Quando vi a notícia, a primeira coisa que me chamou a atenção como ginecologista e obstetra foi que a paciente não estava com acompanhante. É uma garantia. Há uma lei que (diz que) a gestante tem direito a um acompanhante em todo atendimento no hospital ou consultas. Vemos que, infelizmente, muitas vezes, esse direito não é cumprido. Principalmente em hospitais públicos, porque, geralmente, dão a desculpa de que não há roupa privativa; (de que) não conseguem, por causa de instalações físicas, garantir privacidade para as outras pacientes. Aí, a presença de um acompanhante, principalmente do sexo masculino, pode ser invasiva para outras pacientes e, por causa disso, deixa-se de cumprir uma premissa básica, que é esse direito. (...) Outra coisa que chama a atenção é não ser prática sedar a paciente, uma gestante durante a cesárea. Primeiro porque, de toda medicação feita na gestante, a maior parte passa para o bebê, e isso pode causar um sofrimento fetal quando ocorre antes do nascimento. Geralmente, não sedamos a mãe porque é um momento único para ela: o filho dela está chegando. Então, não queremos que ela esteja dormindo na hora, mas que tenha uma participação ativa no processo. Quando ela é sedada? Às vezes, há uma situação em que ela se sente muito mal, então fazemos a medicação. Mas nunca a ponto de impedi-la de reagir, de amamentar.  

Existem situações em que a equipe médica pode tirar o acompanhante da sala de parto por causa de uma emergência? Quais?

Poder, pode. É habitual? Não.
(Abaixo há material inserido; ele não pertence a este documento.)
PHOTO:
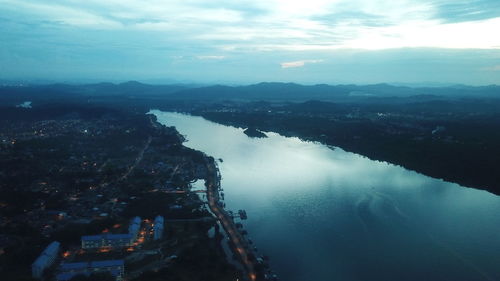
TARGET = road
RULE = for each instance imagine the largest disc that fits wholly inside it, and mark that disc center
(241, 248)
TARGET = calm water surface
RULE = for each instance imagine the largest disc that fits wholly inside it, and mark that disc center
(326, 215)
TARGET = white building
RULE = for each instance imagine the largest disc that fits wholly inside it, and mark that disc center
(158, 228)
(46, 259)
(133, 228)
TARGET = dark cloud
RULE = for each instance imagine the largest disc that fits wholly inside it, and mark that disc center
(469, 10)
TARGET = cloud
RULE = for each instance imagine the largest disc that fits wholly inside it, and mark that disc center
(491, 68)
(299, 63)
(211, 57)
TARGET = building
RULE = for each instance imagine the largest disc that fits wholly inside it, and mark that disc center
(158, 228)
(45, 260)
(134, 227)
(70, 270)
(107, 240)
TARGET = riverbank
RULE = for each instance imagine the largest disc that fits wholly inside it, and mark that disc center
(82, 171)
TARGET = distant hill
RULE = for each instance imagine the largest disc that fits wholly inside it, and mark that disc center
(257, 92)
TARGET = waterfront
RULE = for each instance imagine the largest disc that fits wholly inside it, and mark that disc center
(323, 214)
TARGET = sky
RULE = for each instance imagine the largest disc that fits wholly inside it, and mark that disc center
(250, 41)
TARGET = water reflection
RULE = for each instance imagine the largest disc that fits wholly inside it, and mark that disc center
(325, 214)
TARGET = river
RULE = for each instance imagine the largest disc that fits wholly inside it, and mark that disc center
(324, 214)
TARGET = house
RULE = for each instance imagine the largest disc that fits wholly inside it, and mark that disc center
(158, 228)
(107, 240)
(45, 260)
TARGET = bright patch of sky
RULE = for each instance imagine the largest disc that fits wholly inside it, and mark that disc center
(315, 41)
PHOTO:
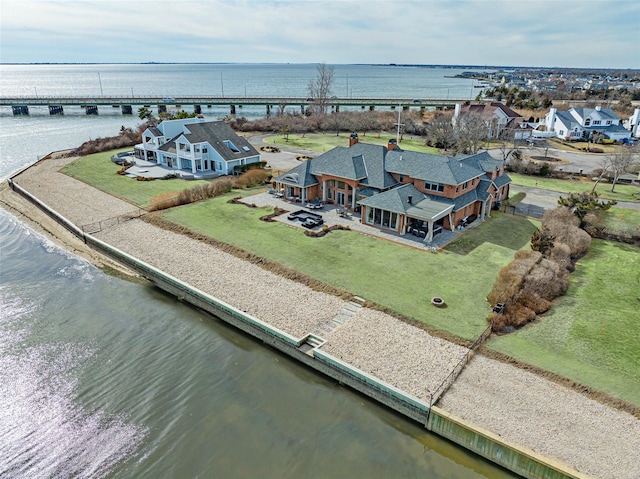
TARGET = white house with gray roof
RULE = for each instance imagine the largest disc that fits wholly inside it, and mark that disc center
(398, 190)
(580, 123)
(196, 147)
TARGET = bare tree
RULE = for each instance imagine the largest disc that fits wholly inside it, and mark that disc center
(618, 163)
(470, 130)
(320, 88)
(507, 143)
(440, 132)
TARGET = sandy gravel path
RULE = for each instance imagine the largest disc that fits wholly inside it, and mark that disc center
(520, 406)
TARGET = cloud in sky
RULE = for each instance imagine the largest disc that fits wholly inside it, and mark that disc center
(569, 33)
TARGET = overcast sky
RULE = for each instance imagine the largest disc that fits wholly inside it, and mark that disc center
(546, 33)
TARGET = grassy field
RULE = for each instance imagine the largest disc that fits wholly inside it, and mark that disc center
(398, 277)
(100, 172)
(621, 219)
(592, 335)
(578, 185)
(324, 142)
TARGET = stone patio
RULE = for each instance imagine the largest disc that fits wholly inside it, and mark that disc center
(331, 216)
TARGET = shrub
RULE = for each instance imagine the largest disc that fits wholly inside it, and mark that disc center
(215, 188)
(510, 277)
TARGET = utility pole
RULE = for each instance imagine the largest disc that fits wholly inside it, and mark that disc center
(398, 134)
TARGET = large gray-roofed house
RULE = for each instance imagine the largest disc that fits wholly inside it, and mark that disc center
(197, 147)
(400, 190)
(580, 123)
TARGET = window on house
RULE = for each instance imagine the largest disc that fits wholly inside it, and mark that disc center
(231, 146)
(433, 186)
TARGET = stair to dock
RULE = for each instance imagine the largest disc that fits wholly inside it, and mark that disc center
(348, 311)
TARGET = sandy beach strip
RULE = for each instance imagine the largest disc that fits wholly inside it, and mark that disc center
(519, 406)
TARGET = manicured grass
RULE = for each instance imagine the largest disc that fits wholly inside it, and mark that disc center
(398, 277)
(578, 185)
(592, 334)
(322, 142)
(621, 219)
(100, 172)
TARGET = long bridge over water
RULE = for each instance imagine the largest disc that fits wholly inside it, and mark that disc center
(91, 105)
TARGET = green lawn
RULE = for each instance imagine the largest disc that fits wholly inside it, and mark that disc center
(592, 335)
(324, 142)
(99, 171)
(401, 278)
(579, 185)
(621, 219)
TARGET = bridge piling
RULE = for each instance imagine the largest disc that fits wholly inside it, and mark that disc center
(20, 110)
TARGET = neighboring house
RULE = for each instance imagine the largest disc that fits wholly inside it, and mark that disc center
(580, 123)
(208, 148)
(634, 123)
(498, 117)
(397, 190)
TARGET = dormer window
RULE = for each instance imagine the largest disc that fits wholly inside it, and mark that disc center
(231, 146)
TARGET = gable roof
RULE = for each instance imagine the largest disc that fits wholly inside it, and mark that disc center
(604, 113)
(422, 206)
(299, 176)
(488, 109)
(371, 166)
(362, 162)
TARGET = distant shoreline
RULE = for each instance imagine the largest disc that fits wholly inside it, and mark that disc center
(400, 65)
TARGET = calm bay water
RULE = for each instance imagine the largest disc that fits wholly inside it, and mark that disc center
(100, 377)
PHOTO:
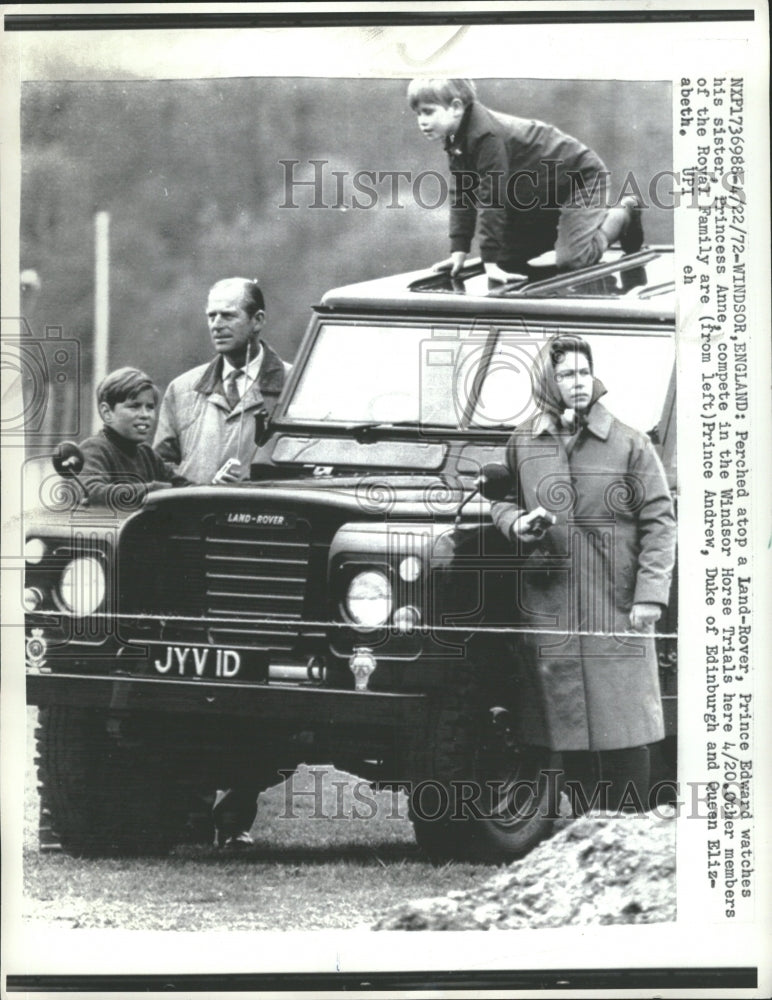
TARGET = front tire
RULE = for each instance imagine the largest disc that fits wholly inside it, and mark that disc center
(100, 798)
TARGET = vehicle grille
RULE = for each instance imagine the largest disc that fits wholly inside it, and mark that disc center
(226, 585)
(253, 576)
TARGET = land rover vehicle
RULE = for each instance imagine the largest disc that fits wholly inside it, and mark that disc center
(348, 603)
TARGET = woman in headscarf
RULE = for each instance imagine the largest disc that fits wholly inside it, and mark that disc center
(591, 585)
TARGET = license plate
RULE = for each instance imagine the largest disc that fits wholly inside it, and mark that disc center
(198, 661)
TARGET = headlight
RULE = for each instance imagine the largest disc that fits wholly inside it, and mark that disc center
(368, 600)
(82, 587)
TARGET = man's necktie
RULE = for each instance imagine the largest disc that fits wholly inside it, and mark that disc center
(231, 388)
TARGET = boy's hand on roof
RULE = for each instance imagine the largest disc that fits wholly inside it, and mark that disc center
(495, 273)
(230, 472)
(454, 263)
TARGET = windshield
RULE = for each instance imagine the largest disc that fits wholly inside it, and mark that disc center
(476, 377)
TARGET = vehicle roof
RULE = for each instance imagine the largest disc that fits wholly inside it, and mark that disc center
(639, 287)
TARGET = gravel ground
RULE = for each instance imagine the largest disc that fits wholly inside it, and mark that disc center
(596, 870)
(334, 871)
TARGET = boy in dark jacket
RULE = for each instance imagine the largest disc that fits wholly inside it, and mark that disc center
(120, 467)
(526, 186)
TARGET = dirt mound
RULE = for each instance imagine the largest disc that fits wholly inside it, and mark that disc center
(596, 870)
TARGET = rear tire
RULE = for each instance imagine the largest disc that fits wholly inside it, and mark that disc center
(479, 796)
(100, 798)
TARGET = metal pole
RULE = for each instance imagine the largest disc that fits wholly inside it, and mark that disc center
(101, 305)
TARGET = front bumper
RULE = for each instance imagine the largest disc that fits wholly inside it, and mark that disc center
(304, 706)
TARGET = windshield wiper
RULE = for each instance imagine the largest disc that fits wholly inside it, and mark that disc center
(368, 431)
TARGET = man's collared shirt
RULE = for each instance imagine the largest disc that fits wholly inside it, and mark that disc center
(247, 376)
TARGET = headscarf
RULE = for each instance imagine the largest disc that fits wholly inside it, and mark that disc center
(546, 393)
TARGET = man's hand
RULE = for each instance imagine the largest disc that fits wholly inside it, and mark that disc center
(495, 273)
(532, 525)
(230, 472)
(644, 616)
(454, 263)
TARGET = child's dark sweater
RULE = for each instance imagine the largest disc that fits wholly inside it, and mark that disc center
(117, 472)
(495, 148)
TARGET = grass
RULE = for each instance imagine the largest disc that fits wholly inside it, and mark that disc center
(305, 872)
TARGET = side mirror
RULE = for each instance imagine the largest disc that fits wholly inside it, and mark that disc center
(494, 482)
(68, 459)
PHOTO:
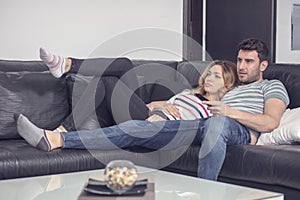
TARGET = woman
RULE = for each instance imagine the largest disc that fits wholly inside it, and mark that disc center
(188, 102)
(218, 78)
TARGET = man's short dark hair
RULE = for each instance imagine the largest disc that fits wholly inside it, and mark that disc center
(257, 45)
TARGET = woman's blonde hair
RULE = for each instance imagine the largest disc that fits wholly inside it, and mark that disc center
(229, 72)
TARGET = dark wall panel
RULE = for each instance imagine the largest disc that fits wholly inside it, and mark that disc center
(230, 21)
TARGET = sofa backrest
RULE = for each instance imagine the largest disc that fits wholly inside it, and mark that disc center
(289, 75)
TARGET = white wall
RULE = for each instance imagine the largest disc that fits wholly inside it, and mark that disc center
(284, 54)
(89, 28)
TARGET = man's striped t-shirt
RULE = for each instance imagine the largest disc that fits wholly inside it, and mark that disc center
(251, 97)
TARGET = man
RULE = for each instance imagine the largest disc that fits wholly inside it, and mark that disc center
(253, 107)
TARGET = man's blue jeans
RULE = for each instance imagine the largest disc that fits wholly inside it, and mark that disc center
(213, 134)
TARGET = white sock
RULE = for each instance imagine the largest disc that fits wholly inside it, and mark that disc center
(56, 64)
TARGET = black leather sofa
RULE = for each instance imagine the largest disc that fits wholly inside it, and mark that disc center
(27, 87)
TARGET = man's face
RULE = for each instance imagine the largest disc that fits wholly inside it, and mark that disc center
(248, 66)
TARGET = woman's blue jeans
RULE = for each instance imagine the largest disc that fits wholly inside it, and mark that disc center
(213, 134)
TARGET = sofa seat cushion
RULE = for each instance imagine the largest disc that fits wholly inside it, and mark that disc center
(271, 165)
(267, 164)
(37, 95)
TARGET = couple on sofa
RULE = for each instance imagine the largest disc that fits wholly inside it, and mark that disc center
(242, 114)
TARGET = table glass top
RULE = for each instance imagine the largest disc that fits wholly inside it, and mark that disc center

Às vezes, quando há alguma situação de urgência, (quando) alguma coisa não está indo bem ou temos de fazer algum procedimento, para não assustar o acompanhante, às vezes, pedimos para se retirar. Mas tudo isso é informado e tem de ser consentido. Se o acompanhante não quiser sair, ele não é obrigado.

Finalizado o parto, o acompanhante tem direito de permanecer? 

Após o nascimento do bebê, geralmente, falamos para o pai ficar mais de olho no bebê. Às vezes, nessa situação, a paciente se encontra sozinha. É bem comum vermos em sala de cesárea todo mundo cuidando do bebê, olhando para ele, e a paciente fica um pouquinho só. No pós-parto, a paciente fica internada, geralmente, por 48 horas. Nesse momento, também é garantido a ela ter um acompanhante. Ela deve ter alguém o tempo inteiro. Até mesmo por questões emocionais, pois é um momento de vulnerabilidade, e ela pode precisar de ajuda para cuidar de si e do bebê.

A prática de violência obstétrica também ocorre de outras formas. Quais são comuns na sala de parto?

São várias, infelizmente. Há práticas que nem usamos mais, (como) uma manobra em que se empurra a barriga da gestante para o bebê nascer. Ela é totalmente proscrita. A OMS (Organização Mundial da Saúde) fala para não usar, pelo risco de lesão à criança, lesão de ombro, risco de rotura (rompimento) uterina e de fraturas de costela da mãe também. Outra prática bem comum antigamente e que não se usa mais é a episiotomia — fazer um corte na vagina com o falso intuito de expandir o canal vaginal para a saída do bebê. Isso não é necessário. A musculatura se adapta à saída do bebê, então, não é necessário, pois não previne lacerações graves — quando ocorre a ruptura do tecido. (...) E há as violências verbais. A paciente, geralmente, não é chamada pelo nome. Ela é a "mãezinha". Muitas se incomodam com isso, porque é como se perdessem a identidade por estar naquela situação. Ou, ainda, não compartilhar com a paciente decisões a serem tomadas, por exemplo, a de romper bolsa. (...) De praxe, (para) fazer qualquer procedimento ou toque na gestante, você tem de confirmar se ela quer aquilo. Essas violências são cotidianas, e estamos tentando mudar o cenário obstétrico no Brasil.